In October 1972, Congress passed the Social Security Amendments, which created the National End-Stage Renal Disease Program. This law extended Medicare benefits to cover dialysis and kidney transplantation for nearly all Americans with permanent kidney failure, regardless of age. It remains one of the only conditions that qualifies a person for Medicare coverage on its own. The program transformed dialysis from a treatment rationed to a lucky few into a widely accessible, publicly funded therapy.

Where Dialysis Stands Today

In 2023, the total number of Americans living with kidney failure reached an all-time high of 831,192, a figure that includes both dialysis patients and those living with a transplanted kidney. That number rose 2% in a single year after three years of relative stability. Globally, millions more depend on some form of dialysis to stay alive.
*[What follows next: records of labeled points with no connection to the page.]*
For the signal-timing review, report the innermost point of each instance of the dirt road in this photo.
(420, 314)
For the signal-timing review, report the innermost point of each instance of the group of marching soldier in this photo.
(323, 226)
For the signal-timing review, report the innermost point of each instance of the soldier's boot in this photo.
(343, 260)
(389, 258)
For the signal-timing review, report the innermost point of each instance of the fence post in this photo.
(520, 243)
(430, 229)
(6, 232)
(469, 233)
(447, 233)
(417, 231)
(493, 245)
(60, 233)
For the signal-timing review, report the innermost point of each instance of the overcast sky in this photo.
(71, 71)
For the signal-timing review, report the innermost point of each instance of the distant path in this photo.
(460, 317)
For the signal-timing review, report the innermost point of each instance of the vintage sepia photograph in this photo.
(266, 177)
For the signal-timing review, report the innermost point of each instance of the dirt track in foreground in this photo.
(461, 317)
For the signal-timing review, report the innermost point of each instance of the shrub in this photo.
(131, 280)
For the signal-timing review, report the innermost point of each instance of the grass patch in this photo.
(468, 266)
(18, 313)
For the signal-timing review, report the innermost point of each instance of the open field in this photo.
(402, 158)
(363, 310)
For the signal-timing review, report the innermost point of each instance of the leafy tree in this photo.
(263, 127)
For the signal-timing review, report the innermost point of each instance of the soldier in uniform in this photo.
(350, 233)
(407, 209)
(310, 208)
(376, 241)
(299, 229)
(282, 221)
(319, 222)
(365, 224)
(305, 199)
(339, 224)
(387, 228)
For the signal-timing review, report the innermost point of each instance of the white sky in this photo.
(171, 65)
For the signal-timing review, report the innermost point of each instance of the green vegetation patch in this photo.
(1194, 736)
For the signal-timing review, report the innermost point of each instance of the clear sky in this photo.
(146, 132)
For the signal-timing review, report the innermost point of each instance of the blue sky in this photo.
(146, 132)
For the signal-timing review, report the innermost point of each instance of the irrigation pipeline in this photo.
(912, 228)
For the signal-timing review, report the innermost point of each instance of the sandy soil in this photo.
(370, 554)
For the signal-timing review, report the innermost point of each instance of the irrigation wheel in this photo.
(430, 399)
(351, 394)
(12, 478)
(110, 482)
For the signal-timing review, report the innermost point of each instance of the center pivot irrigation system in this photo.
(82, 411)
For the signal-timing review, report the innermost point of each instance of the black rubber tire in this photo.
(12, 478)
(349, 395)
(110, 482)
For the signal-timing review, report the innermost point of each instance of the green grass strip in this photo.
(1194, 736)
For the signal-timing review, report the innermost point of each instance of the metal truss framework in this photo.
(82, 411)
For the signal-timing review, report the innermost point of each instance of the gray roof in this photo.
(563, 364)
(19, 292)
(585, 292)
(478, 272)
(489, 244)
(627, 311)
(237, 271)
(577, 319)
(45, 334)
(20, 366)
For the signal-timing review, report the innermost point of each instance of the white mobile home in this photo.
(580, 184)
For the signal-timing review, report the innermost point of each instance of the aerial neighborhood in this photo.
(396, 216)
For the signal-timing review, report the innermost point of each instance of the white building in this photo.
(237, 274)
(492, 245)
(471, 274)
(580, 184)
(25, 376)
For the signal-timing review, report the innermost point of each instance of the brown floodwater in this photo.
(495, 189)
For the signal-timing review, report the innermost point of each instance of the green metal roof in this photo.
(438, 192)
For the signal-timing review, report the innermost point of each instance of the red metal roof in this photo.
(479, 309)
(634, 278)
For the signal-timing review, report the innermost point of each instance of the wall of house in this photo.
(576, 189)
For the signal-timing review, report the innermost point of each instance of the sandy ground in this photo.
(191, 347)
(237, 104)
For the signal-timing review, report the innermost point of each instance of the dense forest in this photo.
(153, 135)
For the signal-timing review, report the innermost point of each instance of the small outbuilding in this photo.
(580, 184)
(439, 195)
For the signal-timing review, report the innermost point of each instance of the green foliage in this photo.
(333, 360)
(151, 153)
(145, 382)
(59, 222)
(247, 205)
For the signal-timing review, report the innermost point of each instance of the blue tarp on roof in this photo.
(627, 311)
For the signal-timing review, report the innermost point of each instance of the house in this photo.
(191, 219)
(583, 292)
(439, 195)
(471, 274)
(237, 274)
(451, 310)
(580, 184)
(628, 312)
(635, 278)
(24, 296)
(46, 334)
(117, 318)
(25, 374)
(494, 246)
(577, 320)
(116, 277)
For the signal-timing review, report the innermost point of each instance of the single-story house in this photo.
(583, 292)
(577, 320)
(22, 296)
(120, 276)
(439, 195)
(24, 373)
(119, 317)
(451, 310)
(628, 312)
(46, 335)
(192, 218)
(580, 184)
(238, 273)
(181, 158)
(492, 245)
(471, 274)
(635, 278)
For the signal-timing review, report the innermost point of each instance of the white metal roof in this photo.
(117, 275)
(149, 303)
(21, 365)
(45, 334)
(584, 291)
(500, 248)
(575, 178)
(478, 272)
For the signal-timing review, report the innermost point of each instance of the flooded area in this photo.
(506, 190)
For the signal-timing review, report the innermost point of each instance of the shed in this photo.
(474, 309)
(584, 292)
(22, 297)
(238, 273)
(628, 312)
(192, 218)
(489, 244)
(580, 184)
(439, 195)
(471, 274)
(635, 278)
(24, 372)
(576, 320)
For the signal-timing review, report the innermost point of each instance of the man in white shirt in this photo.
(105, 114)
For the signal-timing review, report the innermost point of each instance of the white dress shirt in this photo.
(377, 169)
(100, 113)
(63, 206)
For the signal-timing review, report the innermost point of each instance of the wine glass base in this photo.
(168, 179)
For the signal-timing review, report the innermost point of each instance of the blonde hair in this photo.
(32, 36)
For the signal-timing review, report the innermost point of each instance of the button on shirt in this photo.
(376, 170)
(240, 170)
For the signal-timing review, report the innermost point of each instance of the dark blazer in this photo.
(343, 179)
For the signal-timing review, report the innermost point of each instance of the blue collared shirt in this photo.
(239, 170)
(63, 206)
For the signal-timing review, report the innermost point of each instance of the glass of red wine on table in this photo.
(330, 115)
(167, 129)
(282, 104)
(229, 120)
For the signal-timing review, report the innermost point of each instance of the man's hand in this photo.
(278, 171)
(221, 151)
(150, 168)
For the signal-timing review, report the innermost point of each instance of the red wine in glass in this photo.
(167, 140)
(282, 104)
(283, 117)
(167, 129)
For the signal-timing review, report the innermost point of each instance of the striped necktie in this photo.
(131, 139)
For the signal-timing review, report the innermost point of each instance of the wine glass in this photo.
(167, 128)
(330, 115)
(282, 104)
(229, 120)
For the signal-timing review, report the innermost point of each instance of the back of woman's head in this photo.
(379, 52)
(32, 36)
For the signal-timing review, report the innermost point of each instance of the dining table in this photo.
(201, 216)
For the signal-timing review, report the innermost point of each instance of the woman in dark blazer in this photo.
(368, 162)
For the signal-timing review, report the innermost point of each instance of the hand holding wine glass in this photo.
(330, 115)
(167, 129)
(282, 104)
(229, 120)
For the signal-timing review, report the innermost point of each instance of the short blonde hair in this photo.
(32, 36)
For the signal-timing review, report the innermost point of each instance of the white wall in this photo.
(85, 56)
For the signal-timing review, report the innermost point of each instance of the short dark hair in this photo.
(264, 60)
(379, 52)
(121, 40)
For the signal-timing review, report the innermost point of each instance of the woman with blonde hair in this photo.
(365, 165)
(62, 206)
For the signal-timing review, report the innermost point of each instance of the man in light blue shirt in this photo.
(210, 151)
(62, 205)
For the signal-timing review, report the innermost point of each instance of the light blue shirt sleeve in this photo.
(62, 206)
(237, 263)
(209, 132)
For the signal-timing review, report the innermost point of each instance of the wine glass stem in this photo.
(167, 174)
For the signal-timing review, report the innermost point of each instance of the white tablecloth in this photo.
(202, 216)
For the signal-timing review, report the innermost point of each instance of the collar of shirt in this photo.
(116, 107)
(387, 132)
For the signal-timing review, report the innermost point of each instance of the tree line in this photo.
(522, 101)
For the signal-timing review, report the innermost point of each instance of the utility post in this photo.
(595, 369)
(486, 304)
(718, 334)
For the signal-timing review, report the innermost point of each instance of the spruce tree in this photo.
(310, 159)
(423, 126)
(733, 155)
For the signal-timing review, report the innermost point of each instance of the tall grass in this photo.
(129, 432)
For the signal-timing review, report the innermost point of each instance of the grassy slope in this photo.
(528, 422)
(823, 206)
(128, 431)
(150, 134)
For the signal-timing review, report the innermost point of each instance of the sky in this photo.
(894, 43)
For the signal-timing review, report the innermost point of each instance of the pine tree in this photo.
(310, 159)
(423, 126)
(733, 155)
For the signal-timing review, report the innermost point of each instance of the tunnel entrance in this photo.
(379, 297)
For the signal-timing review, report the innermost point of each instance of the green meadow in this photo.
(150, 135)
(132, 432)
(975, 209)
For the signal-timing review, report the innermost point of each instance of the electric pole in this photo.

The machines themselves bear little resemblance to Kolff’s sausage-casing drum. Modern hemodialysis units are computerized, precisely regulated, and far safer. Sessions typically run three to four hours, three times per week for in-center patients. Peritoneal dialysis can be done overnight while sleeping. Yet despite a century of refinement, the five-year survival rate for dialysis patients is only about 40%. The treatment replaces some of what healthy kidneys do, but not all of it. A kidney transplant remains the closest thing to a cure, and dialysis serves as the bridge, sometimes for years, while patients wait.

From a sewing machine motor and hot dog casing in occupied Holland to computerized clinics treating hundreds of thousands, dialysis has come a long way in its first hundred years. But its origin story is a reminder that the technology people now take for granted was built on decades of failure, improvisation, and patients who didn’t survive long enough to see the next breakthrough.